There's yet another older chamber work for which I have a soft spot: Movement & Coda, a duo written in 1993 when I was 20 for the rather unwieldy combination of oboe and harp. It's a good piece! Really, you'll just have to trust me. I sometimes stumble on the score on the shelf and think, Damn, this kid was talented. What potential. But I see far too different (better?) a composer in those pages, and haven't yet drummed up the courage to make up a web page for it, or include it in the (now currently under revisions) chamber music section of the catalog, nor am I ever likely to. I suspect that what I'm seeing in the work now is all potential, with not enough actual music to hold my interest.

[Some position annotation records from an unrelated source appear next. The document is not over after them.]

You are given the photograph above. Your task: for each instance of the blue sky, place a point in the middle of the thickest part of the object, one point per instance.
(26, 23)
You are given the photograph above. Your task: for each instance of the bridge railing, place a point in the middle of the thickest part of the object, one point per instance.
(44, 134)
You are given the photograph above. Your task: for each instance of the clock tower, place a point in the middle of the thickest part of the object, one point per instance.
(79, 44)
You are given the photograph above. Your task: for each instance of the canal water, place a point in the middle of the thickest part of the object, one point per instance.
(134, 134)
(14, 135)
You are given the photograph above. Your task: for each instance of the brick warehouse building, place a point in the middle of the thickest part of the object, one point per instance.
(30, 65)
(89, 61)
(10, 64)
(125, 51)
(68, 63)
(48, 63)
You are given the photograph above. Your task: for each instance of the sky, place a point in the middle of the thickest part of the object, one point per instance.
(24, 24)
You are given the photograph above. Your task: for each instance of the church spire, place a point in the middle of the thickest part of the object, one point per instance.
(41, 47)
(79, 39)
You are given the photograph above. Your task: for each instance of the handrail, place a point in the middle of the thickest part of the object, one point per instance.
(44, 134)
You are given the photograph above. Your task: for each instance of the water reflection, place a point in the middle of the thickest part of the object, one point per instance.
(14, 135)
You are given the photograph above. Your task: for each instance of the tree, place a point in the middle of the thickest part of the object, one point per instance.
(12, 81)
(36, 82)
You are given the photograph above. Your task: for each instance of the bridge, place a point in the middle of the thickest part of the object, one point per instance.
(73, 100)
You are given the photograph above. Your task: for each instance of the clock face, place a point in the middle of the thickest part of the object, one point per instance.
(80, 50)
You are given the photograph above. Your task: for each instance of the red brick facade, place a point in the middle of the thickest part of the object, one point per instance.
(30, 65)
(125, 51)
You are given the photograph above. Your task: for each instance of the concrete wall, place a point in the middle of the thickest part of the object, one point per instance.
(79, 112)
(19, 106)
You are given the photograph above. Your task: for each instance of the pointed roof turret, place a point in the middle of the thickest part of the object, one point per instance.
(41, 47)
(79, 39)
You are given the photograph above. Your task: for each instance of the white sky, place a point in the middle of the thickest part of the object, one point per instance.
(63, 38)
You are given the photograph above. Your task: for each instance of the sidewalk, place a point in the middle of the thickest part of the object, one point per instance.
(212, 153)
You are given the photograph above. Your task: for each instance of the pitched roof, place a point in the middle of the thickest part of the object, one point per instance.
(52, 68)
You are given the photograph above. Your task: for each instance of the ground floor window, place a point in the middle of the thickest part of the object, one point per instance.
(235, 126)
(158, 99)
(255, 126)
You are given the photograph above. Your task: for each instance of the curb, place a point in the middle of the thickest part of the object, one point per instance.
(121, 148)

Some pieces have had less of an impressive impact after reexamination. Exclamare, a short fanfare for brass quintet, was one of the first successful works I wrote. Tight as a drum, quite rhythmically exciting, and a healthy performance life for a number of years, one would think this piece would have been saved from extinction. After all, the career as it stands now points directly at what I would imagine would be a ton of brass quintets, who would probably like very much to play it. And so with that in mind, I picked up this piece again, thinking that surely this quintet was going to be reintegrated into the catalog and have a new life. But then I listened to it again, and thought ... Eh. Maybe not so much. Perhaps what I thought was interesting in 1992 is not so very interesting to me now, and more importantly, I can't imagine it being of very much interest to anyone else. And so, despite everything it has going for it on a practical level, an eventual No.
There are, of course, other works, even one or two I wouldn't consider juvenilia, which have been hanging about on the chopping block, as well. They shall for the moment remain nameless. The fact is, it's not necessarily a matter of strength in pulling the plug on some of these, it's that I don't think I even understand what some of these pieces are. Now with a bit of distance from some of them, I am sort of baffled as to what they mean in general, and how they might best fit into the world at large. I hold out for these pieces to either click into place (revisions! cut that movement!), or (more likely) for some benevolent fairy to descend and make these decisions for me. I'm guessing that by the end of this particular inventory project, and with the guidance of the mythical fairies, I will probably consign one or two more pieces to the hypothetical drawer. I would like to think that this works well for the musicologists of the future, who will drool over finding these works exactly there, in the darkness of W. 29th St., to dust off, catalog, publish, and show off to the world as missing gems. More than likely, though, that will be it for these castoffs. Their job was completed some time ago.